In the afternoon: Use cases

During the afternoon, several big companies came to share their use experience with Elastic stack. I will talk about two of these talks, that I found particularly interesting.

First of them, Jean-pierre P. and Zied B. from Orange, came to tell us the usage they have of Kibana to visualize the data of their search engine. Zied created a new scoring system to rank pages on the search engine, according to their URL. Based on the URL, the scoring algorithm is able to determine the quality of the page, and is even able to determine whether the URL has been spammed or not! Their talk was extremely interesting in that they told us about the process they went through with Docker, to maximise the performances of the search engine. One of the tricks they gave us is that, to retrieve a lot of documents from Elasticsearch, they use two different queries: A first one to get the IDs of the documents they are interested in, and a second one, based on these IDs, to retrieve the documents.

The second talk was from Vladislav P., working at ERDF (“Electricité Réseau Distribution France”, the company that manages the electricity network in France, Ed.).
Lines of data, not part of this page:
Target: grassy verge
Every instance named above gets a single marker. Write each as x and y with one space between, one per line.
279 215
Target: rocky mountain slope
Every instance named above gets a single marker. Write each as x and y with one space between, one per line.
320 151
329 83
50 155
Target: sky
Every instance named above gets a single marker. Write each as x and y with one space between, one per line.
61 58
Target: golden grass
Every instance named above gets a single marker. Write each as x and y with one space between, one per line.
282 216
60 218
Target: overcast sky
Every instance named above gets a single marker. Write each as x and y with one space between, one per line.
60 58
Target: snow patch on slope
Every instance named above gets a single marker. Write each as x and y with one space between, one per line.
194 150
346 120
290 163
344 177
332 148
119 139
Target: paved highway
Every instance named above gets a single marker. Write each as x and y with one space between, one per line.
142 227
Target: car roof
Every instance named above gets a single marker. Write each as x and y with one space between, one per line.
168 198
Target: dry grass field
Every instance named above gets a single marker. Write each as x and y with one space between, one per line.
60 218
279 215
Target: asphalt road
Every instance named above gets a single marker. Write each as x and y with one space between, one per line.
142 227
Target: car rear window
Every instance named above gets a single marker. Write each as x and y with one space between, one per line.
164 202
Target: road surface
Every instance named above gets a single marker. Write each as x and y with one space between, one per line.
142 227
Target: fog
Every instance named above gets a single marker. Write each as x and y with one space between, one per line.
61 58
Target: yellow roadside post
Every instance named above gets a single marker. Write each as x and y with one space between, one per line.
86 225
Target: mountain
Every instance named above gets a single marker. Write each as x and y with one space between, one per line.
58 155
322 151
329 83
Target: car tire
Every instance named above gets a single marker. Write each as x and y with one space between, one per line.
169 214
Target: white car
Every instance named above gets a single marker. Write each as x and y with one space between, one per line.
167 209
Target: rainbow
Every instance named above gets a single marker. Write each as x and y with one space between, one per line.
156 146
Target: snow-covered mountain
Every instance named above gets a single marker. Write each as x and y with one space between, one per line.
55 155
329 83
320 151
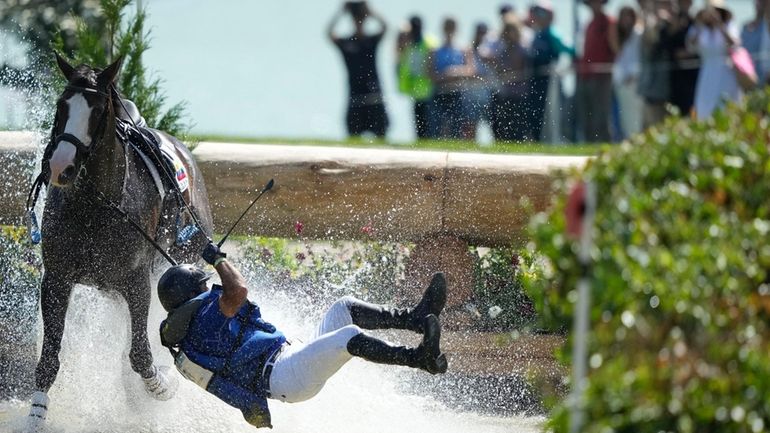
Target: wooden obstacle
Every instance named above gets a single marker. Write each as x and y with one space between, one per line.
443 201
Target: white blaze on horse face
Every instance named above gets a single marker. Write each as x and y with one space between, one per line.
77 125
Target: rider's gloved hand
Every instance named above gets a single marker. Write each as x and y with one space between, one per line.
211 253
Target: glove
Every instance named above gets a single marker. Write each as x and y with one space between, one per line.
211 253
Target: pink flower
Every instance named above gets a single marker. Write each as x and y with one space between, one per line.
266 254
515 261
367 229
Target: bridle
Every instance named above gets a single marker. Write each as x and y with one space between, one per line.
83 151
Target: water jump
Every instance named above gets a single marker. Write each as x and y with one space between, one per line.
220 342
216 336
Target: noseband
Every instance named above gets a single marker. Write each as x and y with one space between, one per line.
83 151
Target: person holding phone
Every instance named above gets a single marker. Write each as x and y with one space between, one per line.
366 107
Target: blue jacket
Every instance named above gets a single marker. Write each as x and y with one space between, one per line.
235 349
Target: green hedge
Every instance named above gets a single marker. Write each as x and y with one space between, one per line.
680 282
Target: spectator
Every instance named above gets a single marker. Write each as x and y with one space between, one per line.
655 77
366 108
494 43
545 50
712 37
414 78
513 67
594 74
478 94
684 74
625 73
451 69
756 39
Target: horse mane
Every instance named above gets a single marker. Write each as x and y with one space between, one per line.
84 76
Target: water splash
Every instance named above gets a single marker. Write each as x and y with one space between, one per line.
96 391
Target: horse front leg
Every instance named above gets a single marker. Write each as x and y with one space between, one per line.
158 381
54 299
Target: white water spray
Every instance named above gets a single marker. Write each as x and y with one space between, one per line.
96 390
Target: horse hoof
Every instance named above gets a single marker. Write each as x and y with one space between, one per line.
37 413
162 385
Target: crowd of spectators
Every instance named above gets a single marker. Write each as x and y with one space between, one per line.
630 71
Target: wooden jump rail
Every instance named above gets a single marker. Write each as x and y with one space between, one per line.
346 193
443 201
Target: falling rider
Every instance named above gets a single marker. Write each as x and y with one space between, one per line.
220 341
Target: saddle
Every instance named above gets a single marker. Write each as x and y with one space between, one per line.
159 156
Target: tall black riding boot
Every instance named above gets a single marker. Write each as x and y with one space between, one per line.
426 356
371 316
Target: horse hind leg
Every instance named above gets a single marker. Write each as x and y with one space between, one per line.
158 381
54 299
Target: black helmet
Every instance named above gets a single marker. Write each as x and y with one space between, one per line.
179 284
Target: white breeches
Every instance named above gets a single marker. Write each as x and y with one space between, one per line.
302 369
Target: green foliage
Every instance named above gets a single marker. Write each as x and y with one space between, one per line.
100 43
680 294
499 275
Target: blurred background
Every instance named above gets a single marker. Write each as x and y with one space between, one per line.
267 70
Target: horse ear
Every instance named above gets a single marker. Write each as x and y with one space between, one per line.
65 67
109 74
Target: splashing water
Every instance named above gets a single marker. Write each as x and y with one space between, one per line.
96 390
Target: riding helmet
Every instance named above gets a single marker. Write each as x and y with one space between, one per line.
179 284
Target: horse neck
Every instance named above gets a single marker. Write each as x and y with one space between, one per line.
106 168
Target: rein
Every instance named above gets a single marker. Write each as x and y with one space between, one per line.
83 153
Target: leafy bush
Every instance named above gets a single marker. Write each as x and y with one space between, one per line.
499 275
102 41
680 282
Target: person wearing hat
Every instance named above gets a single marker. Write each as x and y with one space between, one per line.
713 37
220 341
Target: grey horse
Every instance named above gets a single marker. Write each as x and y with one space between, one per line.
97 186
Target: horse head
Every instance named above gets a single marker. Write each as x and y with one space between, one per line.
82 115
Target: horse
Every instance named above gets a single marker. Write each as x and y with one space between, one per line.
101 206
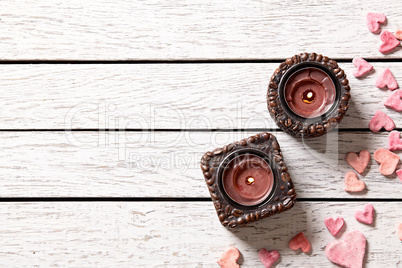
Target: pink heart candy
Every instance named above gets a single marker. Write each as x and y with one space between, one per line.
363 67
229 258
399 173
394 142
389 42
358 162
352 183
334 226
365 215
349 252
268 258
374 20
386 79
300 241
398 34
400 231
381 120
394 101
387 160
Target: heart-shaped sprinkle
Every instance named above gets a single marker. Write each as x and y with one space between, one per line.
387 160
349 252
300 241
399 174
386 79
358 161
352 183
398 34
365 215
334 226
394 101
389 42
381 120
374 20
394 142
268 258
229 258
363 67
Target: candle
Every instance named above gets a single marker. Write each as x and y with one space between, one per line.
308 95
248 179
309 92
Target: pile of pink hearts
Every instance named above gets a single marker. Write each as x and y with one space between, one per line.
348 252
351 250
268 258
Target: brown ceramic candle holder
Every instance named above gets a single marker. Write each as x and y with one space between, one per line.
308 95
248 180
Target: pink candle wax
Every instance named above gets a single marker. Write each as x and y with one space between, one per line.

They are using the ELK stack to merge and monitor the logs coming from around 9,000 servers. Their database contains more than 1 billion documents, resulting in only 290Go of data, thanks to the compression algorithm. Their ingesting rate is 8,000 logs per second! To parse these logs, they are using Grok.

Some other speakers, from Natixis and PSA (“PSA Peugeot Citroën”, french automobile manufacturer, Ed.), came to talk about their usage of Elasticsearch, but I won’t talk about it, or this article might become really long.